[This article originally appeared in the June 7, 1963 issue of Commonweal.]
According to Paul Elmer More, the great strength of conservatism lies in “its trust in the controlling power of the imagination.” A paucity of imagination was the affliction of American conservatives for most of this century. But there are signs that the old vigor of conservative thought, evocative and challenging, is at work in this country once more.
For some twelve years, or a little longer, the revival of conservative ideas has stirred the muddy waters of twentieth-century intellectuality in this country. Parallel with this intellectual movement, though often unconnected with it, has gone a reawakening of popular conservatism, now clearly discernible in both political parties. And one must ask the questions, “Can some union, or at least coordination, of literary and practical conservatism be achieved? More important, can conservative principles be applied with success to the grim exigencies of this country, which may be at the crisis of its fate?”

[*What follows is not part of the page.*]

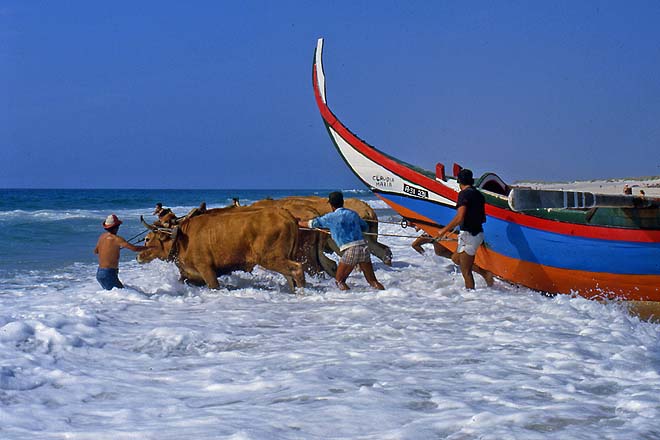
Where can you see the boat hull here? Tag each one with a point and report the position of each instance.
(536, 251)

Of ferment, there is plenty in conservative circles. But much of it is little better than squabbling. Dr. R. A. Nisbet, Dean of the University of California at Riverside, and the author of an important conservatively-inclined book, The Quest for Community, recently wrote to me of his distress at the tone of such debates. “It seems to me,” he comments, “that conservatism has fallen somewhat from the proud estate it held during the three or four years following publication of your The Conservative Mind. What bothers me increasingly is the extent to which conservatives have fallen into the old Nation and New Republic habits of mere counterpunching.”
Well may Professor Nisbet say so. This point is made in greater detail by a graduate student who wrote to me at length, with some eloquence:
I find myself very comfortable with your works. I am at home with Burke. But I am in no way at home with what masquerades as conservatism on our campus, or which reaches me through the courtesy of certain ‘conservative’ propagandists. It is all very well for us to ally ourselves temporarily with the enemy as a tactical trick for political purposes; but I cannot clasp these ‘individualists,’ these atomists, to my bosom. I am not at all comfortable when they act as if limiting government were the same as detesting government; and I tremble when they tell me that when men are freed from the influence of the State, they will develop into such splendid beings.
I think it monstrous that the conservative is asked to stand aside while the ‘individualist’ industrialist destroys everything familiar; indeed, do more than stand aside, actively defend his right to do so without the interference of the state or the community. I do not think it amazing that the populace turns to the Liberal when we offer him nothing but the consolation that the invisible hand will construct for him a materialist world beyond the dreams of avarice. I suspect that he would rather not have quite so much in the way of material goods, and have quite a bit more assurance about enjoying those he possesses. When the conservative, the man of virtue, the party of virtue, talks like a Manchester industrialist, how can we blame the people from turning to the unions and the State for help? We taught him to do so ....
I see no one who approaches the rents in our social fabric as he would the wounds of a father. My friends of the Right would create discord and disharmony so great that I doubt the Republic could survive them; or at least they talk as if they would. They sound to me very high-minded, full of sacred principles which must not be compromised, no matter what the cost. End the Farm Subsidy tomorrow! The next day abolish the Unions. Harass the Communists; and if to make that omelet a few Liberal heads are broken, so much the better. Sell all government property at auction, and stop competing with businessmen. Repeal, change, destroy! More competition—it produces more goods!
On the other hand, I see my friends of the Liberal persuasion. Innovate! Change! Destroy! For every social ill, a new law; and an administrator for every human need. Let’s get the country moving again. Produce more goods!
We have, I hope forever, managed to reject Ayn Rand and her doctrine of the Ego and his Own. But have we no more to offer than the tired doctrines of the nineteenth-century liberal, refurbished for 1968? Must we forever wear the livery of a plutocracy masquerading in the clothes of their betters? Perhaps you have already given me the only advice you can give-to prepare for the role of Don Quixote. If that is all we can do, then I suppose I must burnish my shield. But I do not want to sell my sword to those who today claim the Flight. If I must tilt at windmills, then I may as well take on all comers.